Cognito Authentication Flows

How sign-in, password reset, and signup behave across the three Phenom Cognito pools. Includes the custom_message Lambda, the signup-disabled lockdown, mobile-app integration notes, and the operations playbook. Reflects live state as of 2026-05-19.

Companion to Cognito Email via SES, which documents the email-delivery layer (SES wiring, identity policy, DKIM). This page documents the auth flows that ride on top: sign-in, password reset, signup lockdown, and operations.

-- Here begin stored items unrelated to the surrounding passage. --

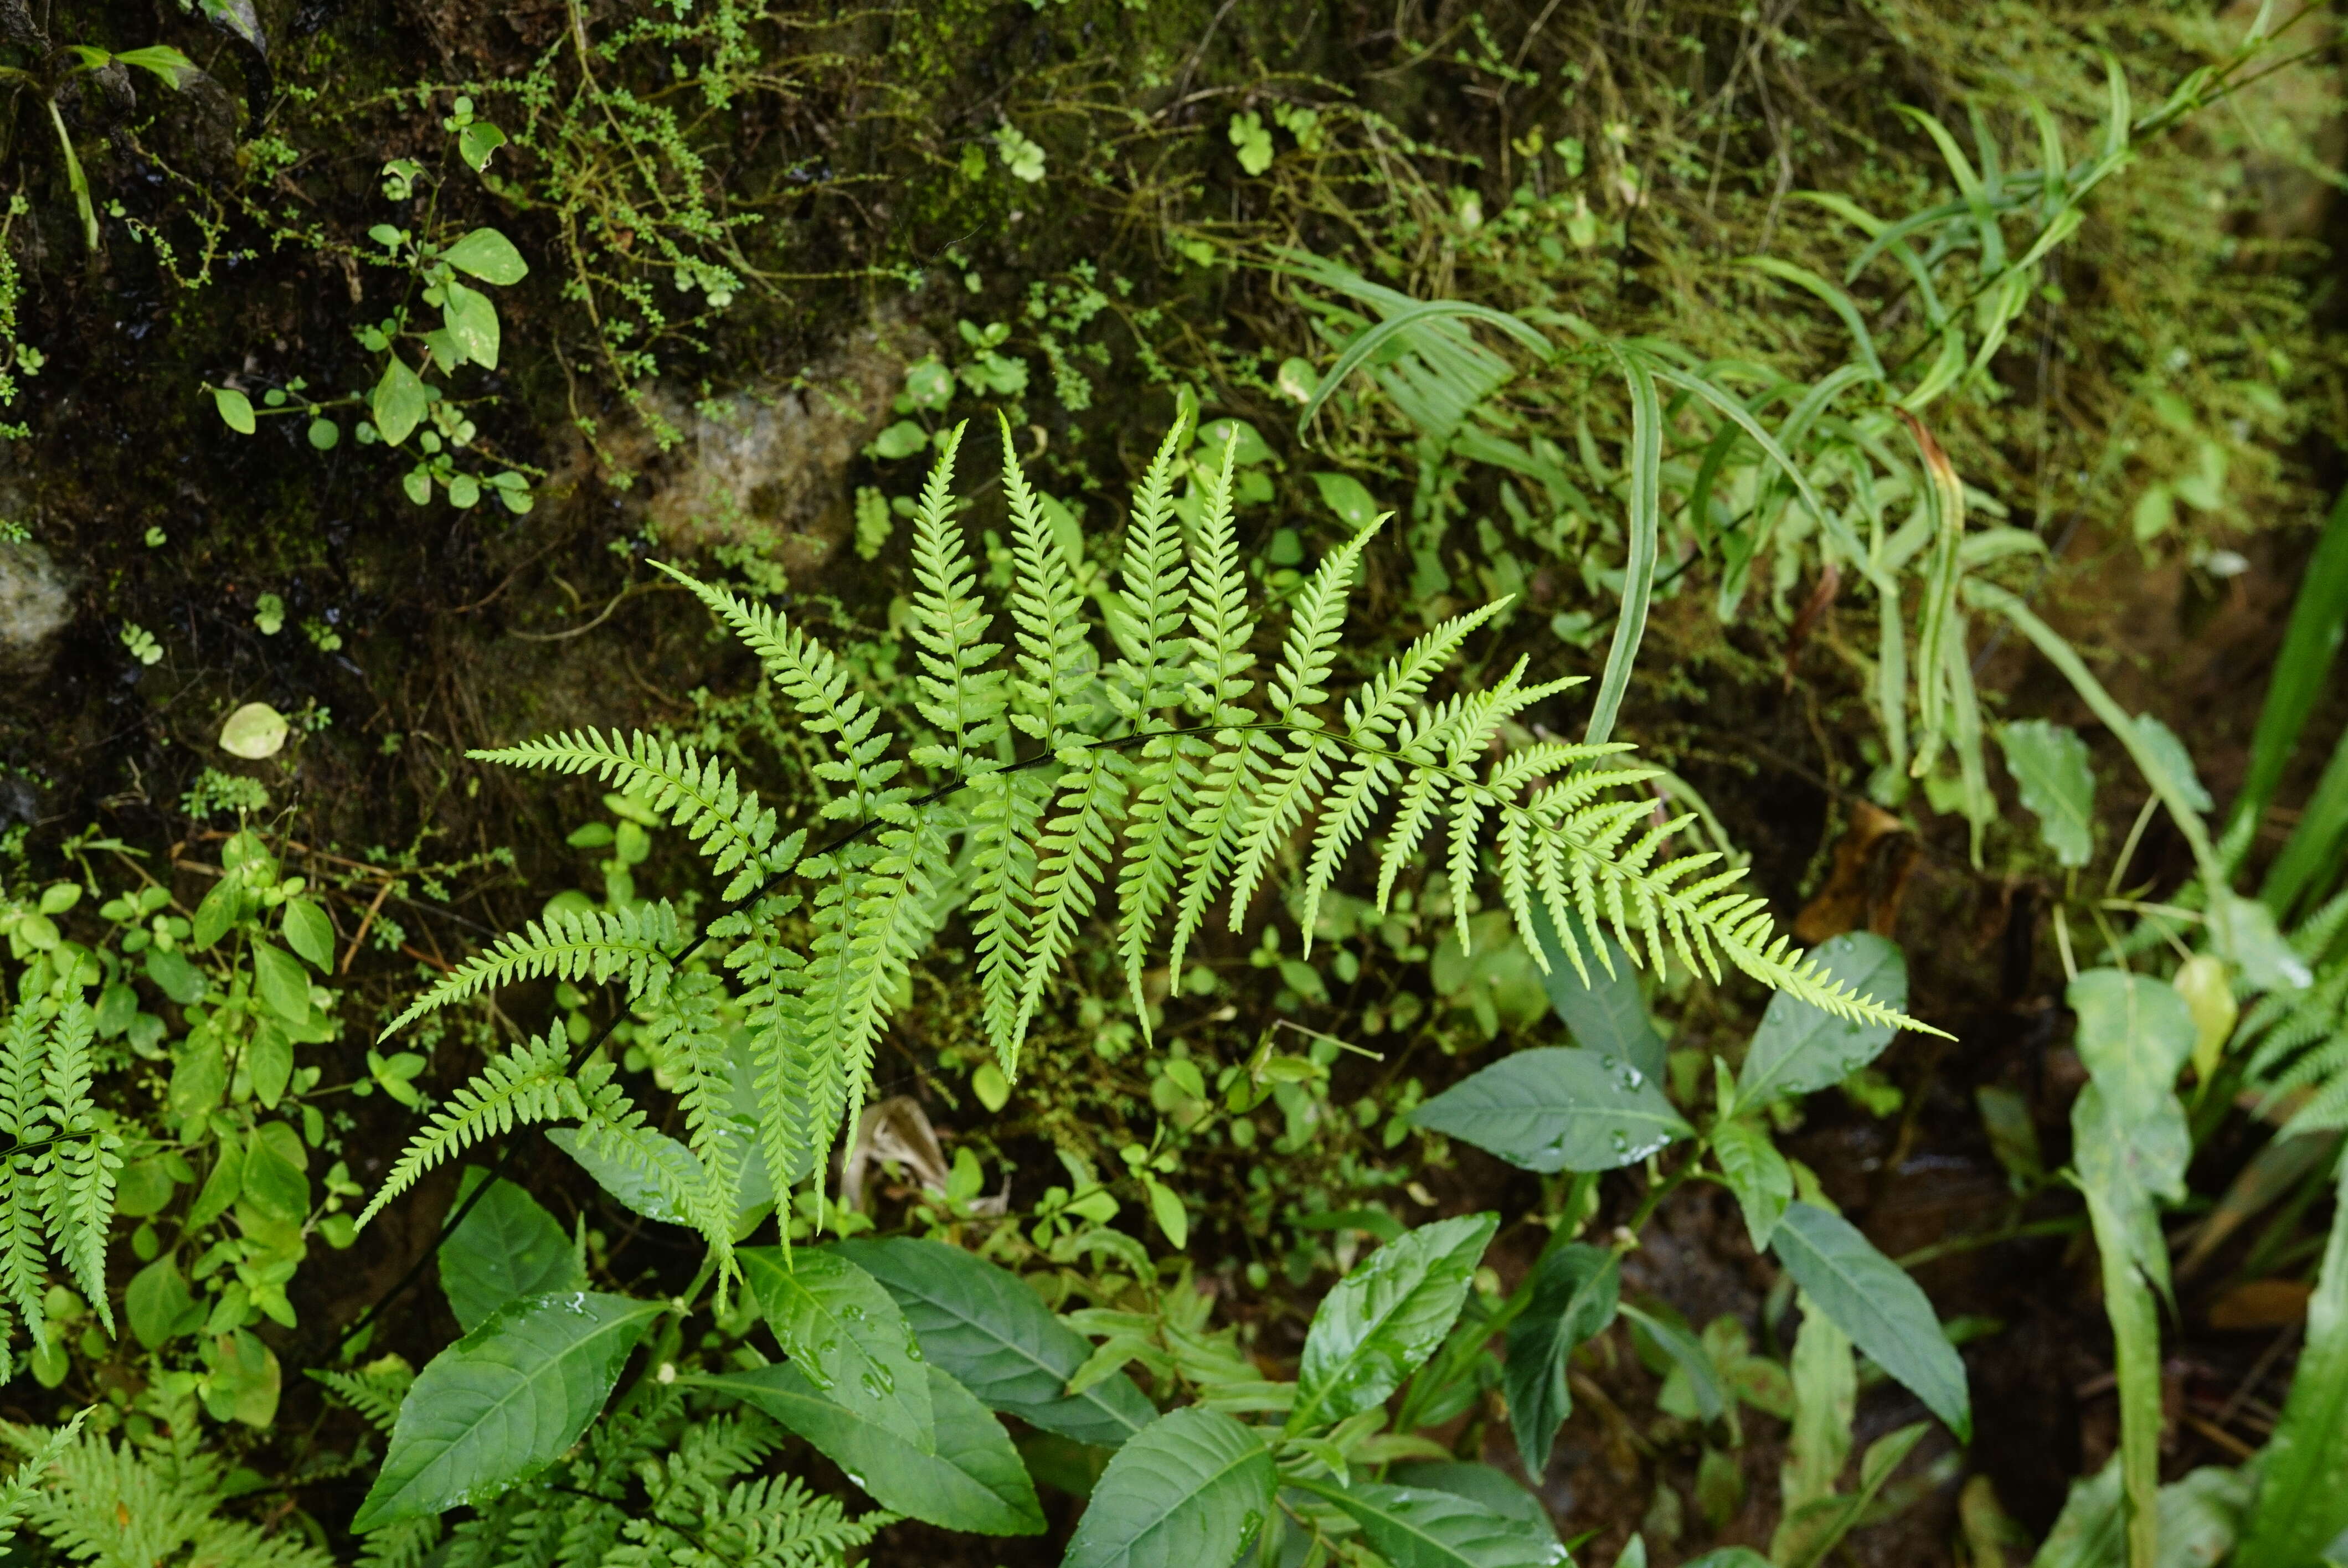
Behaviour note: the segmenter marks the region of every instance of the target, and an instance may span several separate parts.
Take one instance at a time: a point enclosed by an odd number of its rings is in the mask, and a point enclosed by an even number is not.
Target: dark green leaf
[[[1450,1332],[1498,1225],[1463,1214],[1421,1225],[1339,1280],[1305,1332],[1288,1430],[1343,1420],[1402,1387]]]
[[[307,898],[288,898],[281,928],[285,945],[309,959],[312,968],[321,974],[334,968],[335,923],[324,909]]]
[[[1859,1464],[1859,1490],[1841,1497],[1822,1497],[1787,1514],[1770,1538],[1769,1555],[1781,1568],[1817,1568],[1866,1515],[1875,1494],[1900,1468],[1900,1461],[1930,1430],[1918,1421],[1868,1445]]]
[[[1122,1372],[1081,1394],[1063,1392],[1091,1358],[1091,1342],[1009,1270],[936,1241],[845,1241],[830,1250],[879,1280],[922,1355],[989,1409],[1109,1448],[1157,1419]]]
[[[854,1415],[922,1452],[934,1440],[930,1382],[905,1315],[879,1280],[817,1247],[734,1255],[767,1327],[808,1381]]]
[[[1770,1248],[1852,1344],[1923,1400],[1959,1440],[1971,1440],[1965,1364],[1906,1270],[1849,1221],[1810,1204],[1787,1207]]]
[[[252,983],[262,1004],[287,1023],[310,1017],[310,977],[302,961],[273,942],[252,939]]]
[[[1541,948],[1549,958],[1549,973],[1542,984],[1548,989],[1550,1005],[1572,1031],[1575,1044],[1591,1050],[1611,1051],[1649,1079],[1660,1081],[1663,1076],[1663,1037],[1656,1032],[1654,1020],[1647,1016],[1646,998],[1639,994],[1639,977],[1622,951],[1622,945],[1605,933],[1593,941],[1578,917],[1571,921],[1571,927],[1569,934],[1581,954],[1582,969],[1590,976],[1587,985],[1565,955],[1564,943],[1550,920],[1549,906],[1534,902],[1533,934],[1540,939]],[[1600,961],[1601,952],[1613,961],[1612,975]]]
[[[1557,1568],[1571,1559],[1554,1532],[1527,1528],[1457,1492],[1357,1481],[1304,1483],[1362,1527],[1394,1568]]]
[[[440,259],[485,283],[519,283],[530,276],[530,263],[512,241],[494,229],[474,230],[443,251]]]
[[[679,1380],[764,1410],[821,1450],[883,1508],[945,1530],[1042,1534],[1044,1510],[1035,1501],[1035,1483],[1003,1423],[944,1368],[924,1371],[937,1416],[934,1453],[841,1409],[794,1367]]]
[[[650,1128],[639,1127],[628,1132],[586,1138],[582,1137],[575,1127],[555,1127],[546,1134],[548,1143],[578,1161],[580,1169],[594,1177],[595,1184],[623,1206],[663,1225],[691,1225],[693,1222],[670,1200],[669,1194],[653,1180],[650,1173],[629,1163],[613,1151],[613,1141],[621,1138],[633,1144],[646,1163],[657,1163],[663,1166],[675,1190],[690,1192],[704,1180],[701,1162],[694,1157],[692,1150],[665,1132],[655,1132]]]
[[[1689,1131],[1654,1081],[1628,1060],[1555,1046],[1493,1063],[1410,1119],[1541,1172],[1636,1164]]]
[[[293,1134],[283,1122],[274,1125]],[[298,1225],[310,1215],[310,1178],[285,1157],[281,1142],[271,1136],[270,1124],[252,1130],[244,1147],[244,1201],[264,1219]],[[294,1147],[301,1147],[298,1141]]]
[[[2119,969],[2089,969],[2064,1000],[2079,1017],[2079,1060],[2122,1118],[2150,1115],[2174,1098],[2177,1075],[2199,1032],[2175,986]]]
[[[484,1180],[468,1166],[457,1189],[463,1203]],[[561,1225],[513,1183],[492,1183],[440,1244],[440,1288],[457,1326],[470,1334],[507,1302],[549,1291],[583,1290],[587,1276]]]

Reflects live state as of 2026-05-19.

Pool inventory (live)

Three Cognito user pools, all in us-east-1, all in AWS account 657033058608:

NamePool IDEstimated usersUsed by
phenom-stagingus-east-1_n8gO6SbP613Mobile app production build (intentional staging-as-prod)
phenom-produs-east-1_knEL7cqS34Reserved for future production cutover
phenom-dev-localus-east-1_AkG9mnbjA5Local-dev workstation (localhost:8080)

App clients with callbacks:

PoolClient nameClient IDCallback URLs
phenom-stagingphenom-dev-hasura-client6sjjnkaeagnqgkmbl1mr5rtfsrhttp://localhost:3000/*
phenom-stagingphenom-dev-synapse-oidc73q703cql980nrvq554a6sta54https://chat-testing.thephenom.app/_synapse/client/oidc/callback
phenom-prodphenom-prod-hasura-client8uun49ru7f3fdvmlc12vqig3ahttps://www.thephenom.app/*
phenom-dev-localphenom-dev-hasura-client-local2eq1vf0nvl5o3rha2vshm8j0mnhttp://localhost:8080/*
phenom-dev-localphenom-dev-nest-ops5u6atviker41lm8qknqua56sdchttps://nest-ops.thephenom.app/oauth2/idpresponse

Hosted UI domains (Cognito-managed):

  • https://us-east-1n8go6sbp6.auth.us-east-1.amazoncognito.com (phenom-staging)
  • https://phenom-prod-hasura-auth.auth.us-east-1.amazoncognito.com (phenom-prod)
  • https://phenom-dev-hasura-auth.auth.us-east-1.amazoncognito.com (phenom-dev-local)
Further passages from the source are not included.